IFA, which, along with five franchisees, first filed suit against the city in June 2014, emphasizes that it isn’t trying to prevent the full law from taking effect. Rather, the trade group wants to ensure the city is following legal precedent, which it argues treats franchisees as small employers. (By treating franchisees as legally the same as large employers, chains are required more raise their wages more quickly under the city’s law.)
The association argues that the city’s law violates both the Commerce Clause and the Equal Protection Clause of the U.S. Constitution.
“Our appeal to the Supreme Court will be focused solely on the discriminatory treatment of franchisees under Seattle’s wage law and the motivation to discriminate against interstate commerce,” IFA President and CEO Robert Cresanti said in a news release.

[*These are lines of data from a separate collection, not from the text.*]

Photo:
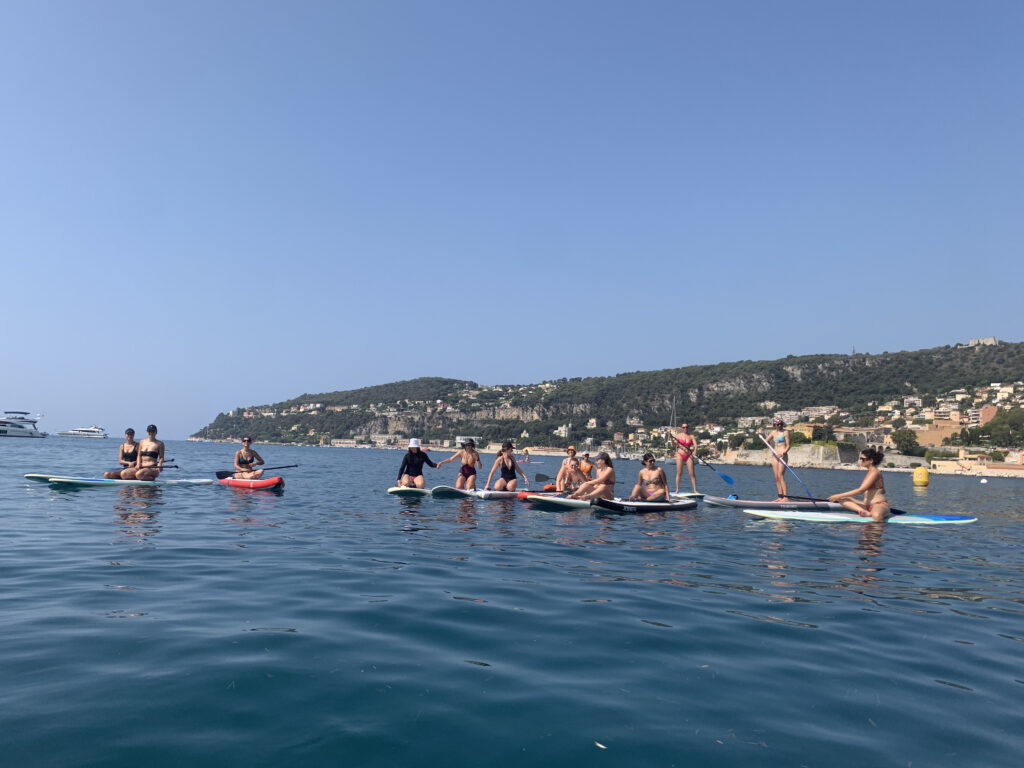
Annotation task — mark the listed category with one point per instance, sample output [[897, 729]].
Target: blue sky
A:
[[215, 204]]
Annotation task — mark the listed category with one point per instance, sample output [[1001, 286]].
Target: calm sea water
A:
[[335, 625]]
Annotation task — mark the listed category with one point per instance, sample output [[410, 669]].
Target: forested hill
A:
[[441, 408]]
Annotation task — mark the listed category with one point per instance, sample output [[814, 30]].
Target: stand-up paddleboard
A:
[[721, 501], [275, 483], [404, 491], [450, 492], [498, 494], [557, 502], [627, 507], [788, 514], [101, 481]]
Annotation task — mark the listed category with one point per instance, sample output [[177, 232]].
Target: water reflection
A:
[[135, 511]]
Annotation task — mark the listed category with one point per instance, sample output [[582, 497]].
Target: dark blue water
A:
[[335, 625]]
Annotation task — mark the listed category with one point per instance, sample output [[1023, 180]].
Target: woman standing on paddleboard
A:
[[875, 505], [509, 466], [151, 458], [778, 438], [127, 455], [246, 461], [411, 472], [685, 456], [602, 486], [470, 461]]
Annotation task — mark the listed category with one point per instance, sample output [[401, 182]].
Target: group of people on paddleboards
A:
[[139, 461], [577, 476], [144, 460]]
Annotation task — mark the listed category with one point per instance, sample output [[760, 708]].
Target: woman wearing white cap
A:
[[778, 438], [411, 473]]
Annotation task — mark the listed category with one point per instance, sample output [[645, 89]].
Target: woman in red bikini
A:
[[685, 456], [470, 461], [875, 505]]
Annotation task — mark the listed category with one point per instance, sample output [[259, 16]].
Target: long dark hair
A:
[[872, 455]]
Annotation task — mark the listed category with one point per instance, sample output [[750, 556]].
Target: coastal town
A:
[[934, 430]]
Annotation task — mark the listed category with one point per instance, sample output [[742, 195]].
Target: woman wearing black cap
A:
[[470, 461], [151, 458], [127, 455]]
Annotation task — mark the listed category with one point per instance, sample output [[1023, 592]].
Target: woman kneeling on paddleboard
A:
[[411, 472], [509, 466], [151, 458], [602, 486], [652, 483], [875, 505], [246, 461], [470, 461], [127, 455]]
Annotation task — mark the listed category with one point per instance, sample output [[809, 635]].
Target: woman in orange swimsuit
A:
[[875, 505], [685, 456], [602, 486]]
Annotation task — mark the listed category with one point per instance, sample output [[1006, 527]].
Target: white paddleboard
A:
[[791, 514], [98, 481]]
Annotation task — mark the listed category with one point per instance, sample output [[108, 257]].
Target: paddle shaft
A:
[[222, 473], [783, 463], [725, 477]]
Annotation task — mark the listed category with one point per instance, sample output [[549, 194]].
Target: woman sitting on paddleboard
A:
[[246, 461], [470, 461], [652, 483], [875, 505], [411, 472], [509, 466], [602, 486], [151, 458], [569, 477], [778, 438], [685, 456], [127, 455]]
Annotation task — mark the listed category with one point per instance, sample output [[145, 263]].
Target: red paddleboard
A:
[[263, 482]]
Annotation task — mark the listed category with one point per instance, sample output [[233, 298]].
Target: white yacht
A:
[[19, 424], [92, 431]]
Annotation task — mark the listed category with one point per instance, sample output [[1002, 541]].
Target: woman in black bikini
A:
[[509, 466], [470, 461], [246, 461], [602, 486], [151, 458], [652, 484], [127, 455], [875, 505]]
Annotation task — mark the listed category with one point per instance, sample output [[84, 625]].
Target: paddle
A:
[[783, 463], [812, 499], [723, 476], [225, 473]]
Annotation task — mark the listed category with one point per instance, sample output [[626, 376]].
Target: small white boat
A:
[[19, 424], [92, 431]]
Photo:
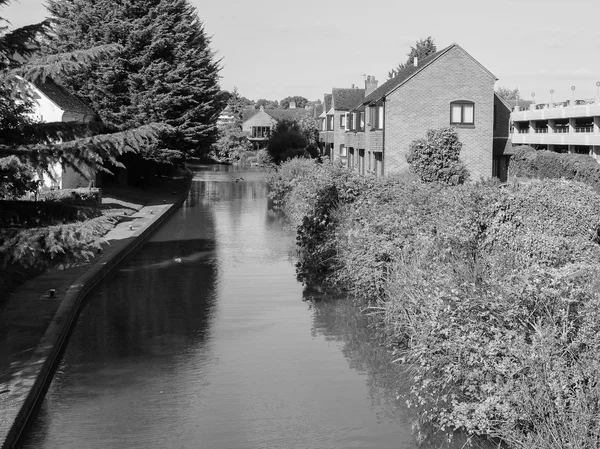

Thus far, the association’s argument has struggled to find support in the courtroom. In March 2015, a federal court rejected IFA’s argument on the issue, and last September, the Ninth Circuit Court of Appeals upheld the lower court’s ruling.
“The panel held that IFA did not show that it was likely to succeed on the merits or that a preliminary injunction was in the public interest,” the appeals court wrote in its decision, according to the Seattle Times.
But IFA’s Cresanti emphasized that there was enough debate over the issue throughout the federal court system that the Supreme Court should weigh in.
“The controlling Supreme Court precedent and the conflict among the decisions of the federal circuit courts have proven that a Supreme Court review of the Ninth Circuit’s decision is the appropriate next step,” Cresanti noted this week.
The city must file a response to the legal action within the next 30 days. The Supreme Court will decide whether to take on the case in the spring.